Net cash used for investing activities was approximately $4.2 million for the three months ended March 31, 2019, related to payments for acquired restaurants of $3.8 million, advances on notes receivable of $150,000 and the purchase of property, equipment and leasehold improvements of $221,000, partially offset by proceeds from the sale of fixed assets of $6,000. Net cash used for investing activities was $498,000 for the three months ended April 1, 2018, related to the purchases of property and equipment of $41,000 and advances on notes receivable of $458,000.
Net cash used for financing activities for the three months ended March 31, 2019 of $152,000, primarily related to the debt repayments of $137,000 and payments for debt issuance costs of $15,000. Net cash provided by financing activities for the three months ended April 1, 2018 of $69,000, primarily related to the proceeds from exercise of stock options of $389,000, partially offset by debt repayments of $320,000.

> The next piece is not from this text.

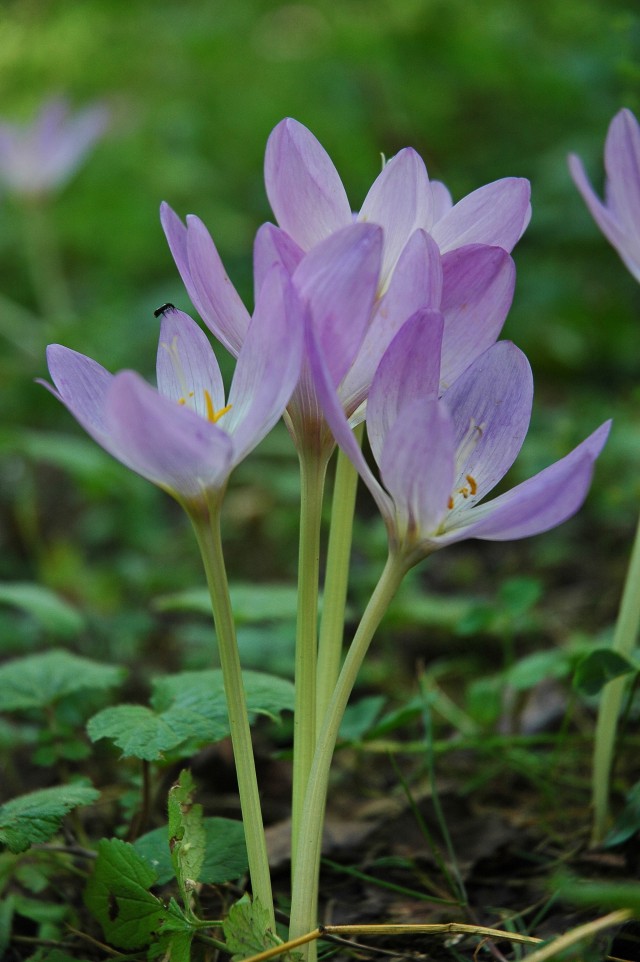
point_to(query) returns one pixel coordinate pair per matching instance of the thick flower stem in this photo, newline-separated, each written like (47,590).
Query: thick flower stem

We are subject to various financial and non-financial covenants on our long-term debt, including a debt-service coverage ratio. As of March 31, 2019, we were in compliance with all of our covenants.
Off-Balance Sheet Arrangements
We do not have any off-balance sheet arrangements that either have, or are reasonably likely to have, a current or future effect on our financial condition, revenues or expenses, results of operations, liquidity, capital expenditures or capital resources that is material to investors.